Guest blogger Center for Women member and SC Women’s Business Center Advisory Council Member, Holly Fisher, recaps columnists talk on women’s rights.
Women hold up half the sky.
- Chinese saying
Among the grim stories of how women and girls around the world face abuse, discrimination and a life as second-class citizens, there are stories of hope. I left with that message after hearing Pulitzer Prize-winning journalist and author Nicholas Kristof speak at a luncheon yesterday put on by the Center for Women here in Charleston.
Kristof is the author of “Half The Sky,” a book about how to turn oppression into opportunity for women worldwide. His talk fell in line with Women’s History Month and this year’s theme of education and empowerment for women.
A long-time reporter for The New York Times, Kristof has spent years reporting on foreign countries and many of the atrocities against women. It’s no secret females in China face an uphill battle. Kristof recounted a story from 1990 in which a young girl had to drop out of school in sixth grade, despite being at the top of her class. The $13 in school fees just weren’t a priority for her parents.
Kristof reported on this girl, and NYT readers responded with donations that were used to subsidize school fees for girls in this small Chinese village – provided the girls maintained good grades.
That sixth grade girl went to get an accounting degree and eventually start her own accounting firm. She was able to share the money she made with family members who went on to start businesses as well. The entire village prospered — all because girls were afforded an education.
Those are stories of hope. But for each story like that, there are countless stories, statistics and sadness that represent what Kristof calls “the central moral challenge of the 21st century: the inequitable treatment of women and girls around the world.”
So what is the answer? Education and empowerment. As Kristof said, “We have to educate girls and bring those women in the work force. Women and girls aren’t the problem but the solution.”
One significant issue facing women around the world — and even here in the United States is sex trafficking.

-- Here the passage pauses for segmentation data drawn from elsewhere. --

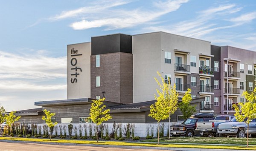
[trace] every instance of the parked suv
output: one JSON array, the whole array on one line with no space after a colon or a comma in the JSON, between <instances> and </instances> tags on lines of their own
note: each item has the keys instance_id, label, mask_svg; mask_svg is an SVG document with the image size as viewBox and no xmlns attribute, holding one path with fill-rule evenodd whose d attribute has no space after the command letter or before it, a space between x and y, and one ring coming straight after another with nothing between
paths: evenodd
<instances>
[{"instance_id":1,"label":"parked suv","mask_svg":"<svg viewBox=\"0 0 256 151\"><path fill-rule=\"evenodd\" d=\"M199 135L199 132L195 131L195 124L197 122L208 122L214 119L213 114L199 113L195 115L194 117L186 119L180 125L171 127L170 136L185 136L192 137L194 135Z\"/></svg>"}]
</instances>

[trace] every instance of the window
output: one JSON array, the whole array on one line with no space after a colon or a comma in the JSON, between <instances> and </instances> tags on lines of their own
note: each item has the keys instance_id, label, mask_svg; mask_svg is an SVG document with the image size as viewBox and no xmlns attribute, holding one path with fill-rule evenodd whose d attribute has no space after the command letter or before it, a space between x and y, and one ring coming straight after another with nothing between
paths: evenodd
<instances>
[{"instance_id":1,"label":"window","mask_svg":"<svg viewBox=\"0 0 256 151\"><path fill-rule=\"evenodd\" d=\"M218 80L215 80L213 81L214 83L214 88L215 89L219 89L219 84L218 84Z\"/></svg>"},{"instance_id":2,"label":"window","mask_svg":"<svg viewBox=\"0 0 256 151\"><path fill-rule=\"evenodd\" d=\"M218 61L214 61L214 71L218 72Z\"/></svg>"},{"instance_id":3,"label":"window","mask_svg":"<svg viewBox=\"0 0 256 151\"><path fill-rule=\"evenodd\" d=\"M244 90L244 82L240 82L240 89Z\"/></svg>"},{"instance_id":4,"label":"window","mask_svg":"<svg viewBox=\"0 0 256 151\"><path fill-rule=\"evenodd\" d=\"M79 123L91 123L92 121L89 119L88 117L79 117Z\"/></svg>"},{"instance_id":5,"label":"window","mask_svg":"<svg viewBox=\"0 0 256 151\"><path fill-rule=\"evenodd\" d=\"M96 76L96 87L100 86L100 77Z\"/></svg>"},{"instance_id":6,"label":"window","mask_svg":"<svg viewBox=\"0 0 256 151\"><path fill-rule=\"evenodd\" d=\"M244 65L242 63L240 63L240 72L244 72Z\"/></svg>"},{"instance_id":7,"label":"window","mask_svg":"<svg viewBox=\"0 0 256 151\"><path fill-rule=\"evenodd\" d=\"M252 82L249 82L249 91L253 91L253 83Z\"/></svg>"},{"instance_id":8,"label":"window","mask_svg":"<svg viewBox=\"0 0 256 151\"><path fill-rule=\"evenodd\" d=\"M171 74L164 75L164 82L168 83L168 79L170 80L170 84L171 84Z\"/></svg>"},{"instance_id":9,"label":"window","mask_svg":"<svg viewBox=\"0 0 256 151\"><path fill-rule=\"evenodd\" d=\"M171 52L164 52L164 63L171 63Z\"/></svg>"},{"instance_id":10,"label":"window","mask_svg":"<svg viewBox=\"0 0 256 151\"><path fill-rule=\"evenodd\" d=\"M61 117L61 123L73 123L73 117Z\"/></svg>"},{"instance_id":11,"label":"window","mask_svg":"<svg viewBox=\"0 0 256 151\"><path fill-rule=\"evenodd\" d=\"M95 57L95 66L96 67L99 67L99 54L97 54Z\"/></svg>"},{"instance_id":12,"label":"window","mask_svg":"<svg viewBox=\"0 0 256 151\"><path fill-rule=\"evenodd\" d=\"M248 74L252 74L253 73L253 66L252 65L248 65Z\"/></svg>"},{"instance_id":13,"label":"window","mask_svg":"<svg viewBox=\"0 0 256 151\"><path fill-rule=\"evenodd\" d=\"M218 106L218 97L214 97L214 106Z\"/></svg>"},{"instance_id":14,"label":"window","mask_svg":"<svg viewBox=\"0 0 256 151\"><path fill-rule=\"evenodd\" d=\"M244 103L244 97L240 97L240 102L242 102Z\"/></svg>"},{"instance_id":15,"label":"window","mask_svg":"<svg viewBox=\"0 0 256 151\"><path fill-rule=\"evenodd\" d=\"M195 56L190 56L190 66L192 67L196 66L196 57Z\"/></svg>"},{"instance_id":16,"label":"window","mask_svg":"<svg viewBox=\"0 0 256 151\"><path fill-rule=\"evenodd\" d=\"M196 97L196 95L191 95L191 97L193 98L195 98Z\"/></svg>"},{"instance_id":17,"label":"window","mask_svg":"<svg viewBox=\"0 0 256 151\"><path fill-rule=\"evenodd\" d=\"M191 86L196 86L196 77L191 77Z\"/></svg>"}]
</instances>

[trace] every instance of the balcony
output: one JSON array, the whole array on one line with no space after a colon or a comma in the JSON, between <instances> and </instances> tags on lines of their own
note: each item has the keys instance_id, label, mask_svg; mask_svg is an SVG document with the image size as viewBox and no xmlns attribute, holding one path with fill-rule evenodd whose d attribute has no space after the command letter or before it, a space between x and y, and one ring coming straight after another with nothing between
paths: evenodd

Girls are often kidnapped and forced to work in brothels. In 2004, Kristof “purchased” two girls from brothels and returned them to their villages. The cost for both girls was about $350. But the price wasn’t even most disturbing to Kristof, it was that he received a receipt.
“When you get a receipt in the 21st century for buying another human being that should be a disgrace on the entire world,” he said.
It’s hard to even imagine living your life as a piece of property. I’ve certainly never been sold. I’ve never been denied proper medical treatment or an education because I’m a woman. All of us in that room yesterday are fortunate and because of that, we need to do our part to ensure women here at home and around the globe have the same rights, opportunities and chance to fulfill their dreams as we do.
How can you help?
Check out Kristof’s book “Half the Sky” and his website at www.halftheskymovement.org for resources and ways to get involved.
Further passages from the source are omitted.